Daisies, River Forks Park, Roseburg, Oregon 2011

Monday, March 15, 2010

Ramblings...

Not much going on in cloudy, windy Scotland...other than relentlessly working on the Book That Could Be Crap. I'm halfway through the rewrite and have nuked lots of paragraphs and what-was-I-thinking sentences, but it's still too long. I've reached the point where my NaNo writing stopped and my "real" writing began; what I consider the best half.  I'm worried there won't be a lot to chop. Maybe I wasn't kidding about War and Peace. Maybe the second half isn't as good as I think. Maybe I need a holiday. Buggers.

Saturday is the first day of Spring..!! That's a good thing. Unless you live in Edinburgh, then it just means the rain is a bit warmer and the wind blows from Norway not Siberia. It's nice to see the Snow Drops blooming everywhere, and in our garden the Daffs and Tulips are really starting to shoot up now.

This week I'm reading The Truth, by Terry Pratchett. Jan and I were laughing about this book the other day (she's reading it) and I couldn't resist getting a copy for myself. I sent her about a dozen of his books years ago and she's just getting around to reading them, though The Truth is more recent and I hadn't read it.

It's truly sad to think that someone with a mind so convoluted, intelligent and humorous like Terry Pratchett's will be lost to Alzheimer's. Think of the stories never to be told.
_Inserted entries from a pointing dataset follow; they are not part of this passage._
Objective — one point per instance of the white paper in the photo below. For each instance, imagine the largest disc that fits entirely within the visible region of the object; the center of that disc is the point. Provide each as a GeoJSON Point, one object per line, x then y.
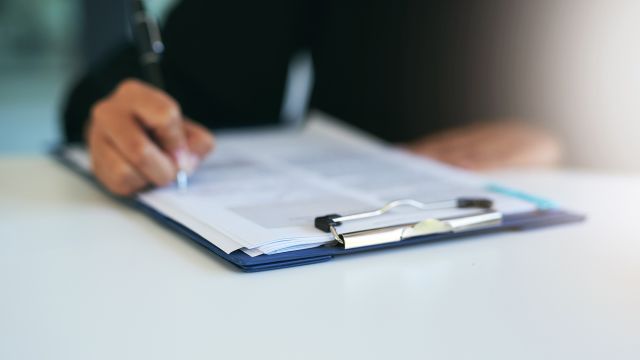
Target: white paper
{"type": "Point", "coordinates": [261, 189]}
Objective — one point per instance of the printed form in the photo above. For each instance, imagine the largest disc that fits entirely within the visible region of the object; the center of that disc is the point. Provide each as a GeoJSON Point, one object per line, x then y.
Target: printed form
{"type": "Point", "coordinates": [261, 190]}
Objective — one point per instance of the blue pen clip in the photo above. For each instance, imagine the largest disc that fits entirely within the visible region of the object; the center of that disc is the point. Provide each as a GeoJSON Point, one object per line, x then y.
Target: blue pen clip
{"type": "Point", "coordinates": [540, 203]}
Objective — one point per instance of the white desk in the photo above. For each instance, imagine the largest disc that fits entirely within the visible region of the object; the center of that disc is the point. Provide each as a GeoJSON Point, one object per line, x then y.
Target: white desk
{"type": "Point", "coordinates": [82, 277]}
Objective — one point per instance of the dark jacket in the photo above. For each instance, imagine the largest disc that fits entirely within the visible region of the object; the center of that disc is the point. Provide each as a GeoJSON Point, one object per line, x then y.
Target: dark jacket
{"type": "Point", "coordinates": [399, 69]}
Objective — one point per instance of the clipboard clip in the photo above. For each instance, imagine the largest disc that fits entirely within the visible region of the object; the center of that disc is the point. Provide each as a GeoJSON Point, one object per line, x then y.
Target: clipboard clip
{"type": "Point", "coordinates": [485, 218]}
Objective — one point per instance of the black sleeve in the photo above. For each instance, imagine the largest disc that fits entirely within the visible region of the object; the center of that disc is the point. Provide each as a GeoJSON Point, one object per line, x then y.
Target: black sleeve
{"type": "Point", "coordinates": [94, 85]}
{"type": "Point", "coordinates": [225, 63]}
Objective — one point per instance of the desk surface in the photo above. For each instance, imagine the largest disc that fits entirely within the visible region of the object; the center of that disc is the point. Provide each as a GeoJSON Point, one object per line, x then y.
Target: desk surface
{"type": "Point", "coordinates": [83, 277]}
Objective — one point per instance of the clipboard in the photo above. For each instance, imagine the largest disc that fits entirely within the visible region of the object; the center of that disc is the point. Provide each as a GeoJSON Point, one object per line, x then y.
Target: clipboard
{"type": "Point", "coordinates": [487, 224]}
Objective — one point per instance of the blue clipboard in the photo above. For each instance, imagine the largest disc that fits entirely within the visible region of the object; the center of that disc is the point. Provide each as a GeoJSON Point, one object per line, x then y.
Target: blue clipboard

Here's an excerpt from the book that I really like:
   There are, it has been said, two types of people in the world.  There are those who, when presented with a glass that is exactly half full, say: this glass is half full.  And then there are those who say: this glass is half empty.
   The world belongs, however, to those who can look at the glass and say "What's up with this glass? Excuse me? Excuse me? This is my glass? I don't think so. My glass was full! And it was a bigger glass!
    And at the other end of the bar the world is full of the other type of person, who has a broken glass, or a glass that has been carelessly knocked over (usually by one of the people calling for a larger glass), or who had no glass at all, because they were at the back of the crowd and failed to catch the barman's eye.
   William was one of the glassless.

And so...what does your glass say about you?